2 La route D281, appelée « route des chicanes » est une route départementale qui traverse la ZAD du Nord au Sud, fermée à la circulation en 2012 par le Conseil départemental et réouverte par le mouvement en 2013. La végétation y a repris peu à peu ses droits et cette route, devenue symbole de la lutte, était occupée par des cabanes, des chicanes, des constructions en bois et empruntée par piéton·nes et cyclistes. Avec l’annonce de l’abandon du projet d’aéroport en janvier 2018, le gouvernement d’Édouard Philippe a demandé sa réouverture. Les habitant·e·s de la ZAD ont décidé de déblayer la route et de déplacer les cabanes. Cela reste actuellement un sujet sensible au sein du mouvement et les travaux de réaménagement en cours sont effectués sous une forte présence policière dénoncée par les habitant·e·s sur le site de la ZAD.
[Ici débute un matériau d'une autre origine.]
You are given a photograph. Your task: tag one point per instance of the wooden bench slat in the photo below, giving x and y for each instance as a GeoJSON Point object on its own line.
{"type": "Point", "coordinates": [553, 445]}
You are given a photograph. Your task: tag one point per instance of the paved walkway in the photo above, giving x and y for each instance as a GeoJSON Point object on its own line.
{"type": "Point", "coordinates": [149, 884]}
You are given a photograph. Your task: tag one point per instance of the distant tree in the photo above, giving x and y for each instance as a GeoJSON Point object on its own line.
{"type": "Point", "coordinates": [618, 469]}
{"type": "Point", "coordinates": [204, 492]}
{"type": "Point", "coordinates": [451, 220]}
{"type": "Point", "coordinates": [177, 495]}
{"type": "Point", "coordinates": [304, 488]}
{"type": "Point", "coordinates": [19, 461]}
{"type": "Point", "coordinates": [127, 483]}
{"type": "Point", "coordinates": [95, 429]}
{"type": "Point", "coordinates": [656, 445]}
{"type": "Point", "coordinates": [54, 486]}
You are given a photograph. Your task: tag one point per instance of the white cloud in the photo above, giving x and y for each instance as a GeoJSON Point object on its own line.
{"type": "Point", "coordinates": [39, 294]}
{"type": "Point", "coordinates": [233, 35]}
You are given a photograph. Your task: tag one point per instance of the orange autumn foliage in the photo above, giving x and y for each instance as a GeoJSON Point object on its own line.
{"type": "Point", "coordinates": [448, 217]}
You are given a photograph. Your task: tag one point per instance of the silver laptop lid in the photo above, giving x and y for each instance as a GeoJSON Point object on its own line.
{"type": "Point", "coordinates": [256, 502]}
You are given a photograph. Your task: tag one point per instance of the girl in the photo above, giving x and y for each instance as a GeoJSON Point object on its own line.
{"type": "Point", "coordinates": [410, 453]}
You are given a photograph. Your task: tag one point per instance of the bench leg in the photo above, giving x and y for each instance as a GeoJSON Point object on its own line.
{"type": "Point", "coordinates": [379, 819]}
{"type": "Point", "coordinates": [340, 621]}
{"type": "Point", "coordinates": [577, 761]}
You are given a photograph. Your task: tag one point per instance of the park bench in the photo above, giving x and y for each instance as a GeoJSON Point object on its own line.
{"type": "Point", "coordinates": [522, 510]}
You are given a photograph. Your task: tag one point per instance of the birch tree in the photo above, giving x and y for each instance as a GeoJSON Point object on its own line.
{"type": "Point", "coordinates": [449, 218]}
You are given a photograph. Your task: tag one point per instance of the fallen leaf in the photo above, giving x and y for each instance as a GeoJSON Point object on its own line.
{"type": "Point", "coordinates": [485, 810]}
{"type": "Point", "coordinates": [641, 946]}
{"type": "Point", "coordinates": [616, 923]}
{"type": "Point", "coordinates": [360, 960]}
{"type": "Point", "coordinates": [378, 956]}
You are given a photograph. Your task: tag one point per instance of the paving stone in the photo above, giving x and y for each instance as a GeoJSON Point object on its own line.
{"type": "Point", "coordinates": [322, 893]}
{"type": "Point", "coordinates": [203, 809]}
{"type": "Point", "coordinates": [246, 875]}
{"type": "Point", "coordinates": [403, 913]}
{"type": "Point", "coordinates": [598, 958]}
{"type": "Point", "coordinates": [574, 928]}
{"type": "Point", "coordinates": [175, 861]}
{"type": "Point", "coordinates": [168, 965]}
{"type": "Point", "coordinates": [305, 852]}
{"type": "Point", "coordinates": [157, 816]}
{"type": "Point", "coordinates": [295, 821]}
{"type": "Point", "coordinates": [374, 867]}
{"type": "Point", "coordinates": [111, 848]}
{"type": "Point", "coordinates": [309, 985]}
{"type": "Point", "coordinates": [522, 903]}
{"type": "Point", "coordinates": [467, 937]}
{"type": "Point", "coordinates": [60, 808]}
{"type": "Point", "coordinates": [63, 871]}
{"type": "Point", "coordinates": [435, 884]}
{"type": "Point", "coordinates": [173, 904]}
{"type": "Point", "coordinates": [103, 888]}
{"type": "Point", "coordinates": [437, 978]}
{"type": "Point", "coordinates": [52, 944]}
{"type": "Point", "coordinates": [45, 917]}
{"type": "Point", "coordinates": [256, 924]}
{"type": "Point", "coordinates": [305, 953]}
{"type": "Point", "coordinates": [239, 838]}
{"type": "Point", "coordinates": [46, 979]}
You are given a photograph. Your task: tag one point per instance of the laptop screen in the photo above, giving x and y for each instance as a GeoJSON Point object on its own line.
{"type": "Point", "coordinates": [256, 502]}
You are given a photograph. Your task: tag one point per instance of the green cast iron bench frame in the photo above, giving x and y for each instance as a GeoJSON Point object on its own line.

3 Standing Rock : mobilisation et occupation menée l’été 2016 par plusieurs milliers d’Amérindien·nes et de militant·es écologistes contre la construction du pipeline Dakota Access près de la Réserve indienne de Standing Rock dans le Dakota du Nord aux États-Unis. L’émission mentionnée est disponible en réécoute sur le site de la ZAD.
4 Errekaleor : ancien quartier ouvrier de la ville de Gasteiz-Vitoria au pays basque, occupé depuis 2013 par des habitant·es qui s’organisent autour d’un projet politique anti-autoritaire, féministe et autogéré. L’émission mentionnée est disponible en réécoute sur le site de la ZAD.